- Born: John Avery Leon Labow November 28, 1942 Timmins, Ontario, Canada
- Died: December 11, 2017 (aged 75) Calgary, Alberta, Canada
- Education: University College, Toronto
- Occupations: documentary filmmaker and producer

= John Labow =

Canadian film and television producer

John Avery Leon Labow (November 28, 1942 – December 11, 2017) was a Canadian film and television producer, most noted as a producer of documentaries for TVOntario.

Born in Timmins, Ontario, Labow was educated at University College, University of Toronto. His artistic endeavours during this era included performing as a folk music duo with Bram Morrison, and acting in local and regional theatre productions and the 1965 student-produced film Winter Kept Us Warm. He was then one of the producers of The Offering, the second feature film by Winter Kept Us Warm director David Secter.

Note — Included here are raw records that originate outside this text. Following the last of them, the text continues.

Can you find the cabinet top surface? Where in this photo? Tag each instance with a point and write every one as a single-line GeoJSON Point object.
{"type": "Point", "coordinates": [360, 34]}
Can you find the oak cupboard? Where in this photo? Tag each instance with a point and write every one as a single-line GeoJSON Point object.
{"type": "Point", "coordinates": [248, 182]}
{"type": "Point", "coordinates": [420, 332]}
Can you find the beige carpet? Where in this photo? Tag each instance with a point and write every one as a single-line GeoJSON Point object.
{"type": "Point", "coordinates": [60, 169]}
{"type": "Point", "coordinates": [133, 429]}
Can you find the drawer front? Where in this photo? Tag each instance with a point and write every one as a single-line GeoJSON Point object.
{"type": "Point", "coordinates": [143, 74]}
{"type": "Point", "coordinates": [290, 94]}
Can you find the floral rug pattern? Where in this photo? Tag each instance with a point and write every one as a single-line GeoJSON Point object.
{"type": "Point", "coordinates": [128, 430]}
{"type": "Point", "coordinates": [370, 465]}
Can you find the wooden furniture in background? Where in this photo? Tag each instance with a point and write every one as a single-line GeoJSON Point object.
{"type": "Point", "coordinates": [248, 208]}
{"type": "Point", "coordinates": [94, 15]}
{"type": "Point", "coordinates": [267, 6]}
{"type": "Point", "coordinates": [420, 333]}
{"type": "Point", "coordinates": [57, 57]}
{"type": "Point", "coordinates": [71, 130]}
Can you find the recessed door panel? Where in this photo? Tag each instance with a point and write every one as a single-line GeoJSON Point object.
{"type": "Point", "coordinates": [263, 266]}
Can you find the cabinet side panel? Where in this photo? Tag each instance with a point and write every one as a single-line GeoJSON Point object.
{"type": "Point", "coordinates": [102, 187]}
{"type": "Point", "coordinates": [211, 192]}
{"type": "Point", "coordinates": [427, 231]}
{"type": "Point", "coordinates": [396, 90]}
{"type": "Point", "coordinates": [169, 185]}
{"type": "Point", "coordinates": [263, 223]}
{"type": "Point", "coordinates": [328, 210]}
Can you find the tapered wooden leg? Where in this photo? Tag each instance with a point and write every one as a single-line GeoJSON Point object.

Following his graduation he worked for the Canadian Broadcasting Corporation, before joining the nascent TVOntario in the early 1970s as one of its founding producers. For TVOntario he produced a significant number of documentary films and series, most notably the Planet Africa series about contemporary African culture. He later left TVOntario to launch his own independent production company, Videolink, and in the early 2000s he moved to Calgary, Alberta, where he launched another new company, Agora Productions. As an independent producer, he primarily concentrated on television specials for musical performers such as Anne Murray, Perry Como and the Toronto Symphony Orchestra; he also worked as a casting director through his independent firm Canadian Casting Centre.

He died on December 11, 2017, in Calgary, at age 75.